Miró a través de la ventana, y atisbó una densa masa de niebla que reproducía formas extrañas y que no dejaban ver, a través de ellas, los edificios que se ocultaban en su interior.
«Bueno –pensó–; ¿y si me pusiera a bailar un rato y me olvidara de todas estas locuras?» Pero no era posible, pues Ola Maciejewska tenía la costumbre de bailar sobre los dos pies y agitando los brazos de forma frenética, tenía la costumbre de hacerlo también figurando rectángulos y cuadrados, y alguna vez adoptando formas estáticas extrañas. Su actual estado no le permitía adoptar tales posturas. Por más que se esforzara en intentar incorporase volvía a quedar de espaldas. Intentó en vano esta operación numerosas veces; cerró los ojos para no tener que ver aquella confusa agitación de patas, hélices y antenas que no cesó hasta que notó en el costado un dolor leve y punzante, un dolor jamás sentido hasta entonces.

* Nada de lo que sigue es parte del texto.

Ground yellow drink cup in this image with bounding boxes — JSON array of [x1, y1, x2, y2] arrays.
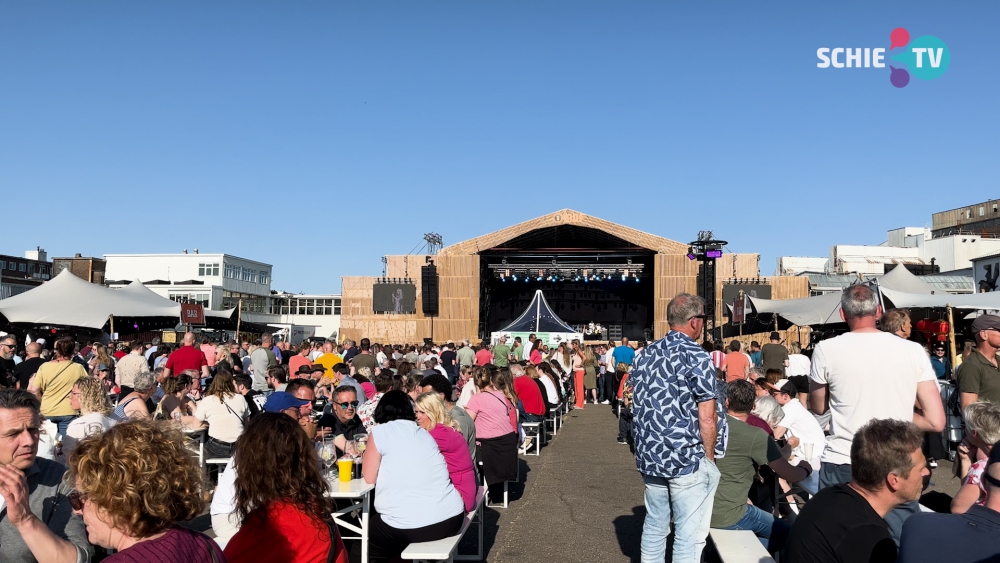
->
[[337, 458, 354, 483]]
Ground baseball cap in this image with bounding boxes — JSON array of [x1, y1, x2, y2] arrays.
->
[[264, 391, 310, 412], [774, 379, 798, 397], [972, 315, 1000, 332]]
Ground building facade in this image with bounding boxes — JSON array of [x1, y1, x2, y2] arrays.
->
[[104, 251, 277, 323], [0, 247, 53, 299]]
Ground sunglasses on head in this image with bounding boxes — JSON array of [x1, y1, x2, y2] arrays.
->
[[66, 491, 87, 511]]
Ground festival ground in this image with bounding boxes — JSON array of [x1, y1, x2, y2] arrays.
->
[[190, 405, 960, 563]]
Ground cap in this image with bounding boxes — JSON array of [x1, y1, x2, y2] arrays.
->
[[264, 391, 311, 412], [774, 379, 798, 397], [972, 315, 1000, 332]]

Volvió los ojos hacia el despertador, que tictaqueaba encima del escenario.
– ¡Dios mío! -exclamó para sí.
Eran más de las seis y media, y las manecillas seguían avanzando tranquilamente. En realidad, ya eran casi las siete menos cuarto. ¿Es que no había sonado el despertador? Desde el escenario mirando hacia arriba se veían nueve micrófonos colgados del peine que detectaban cualquier ruido que se produjera en el espacio. ¿Era posible seguir durmiendo a pesar de aquel sonido extraño que hasta las paredes hacía estremecer?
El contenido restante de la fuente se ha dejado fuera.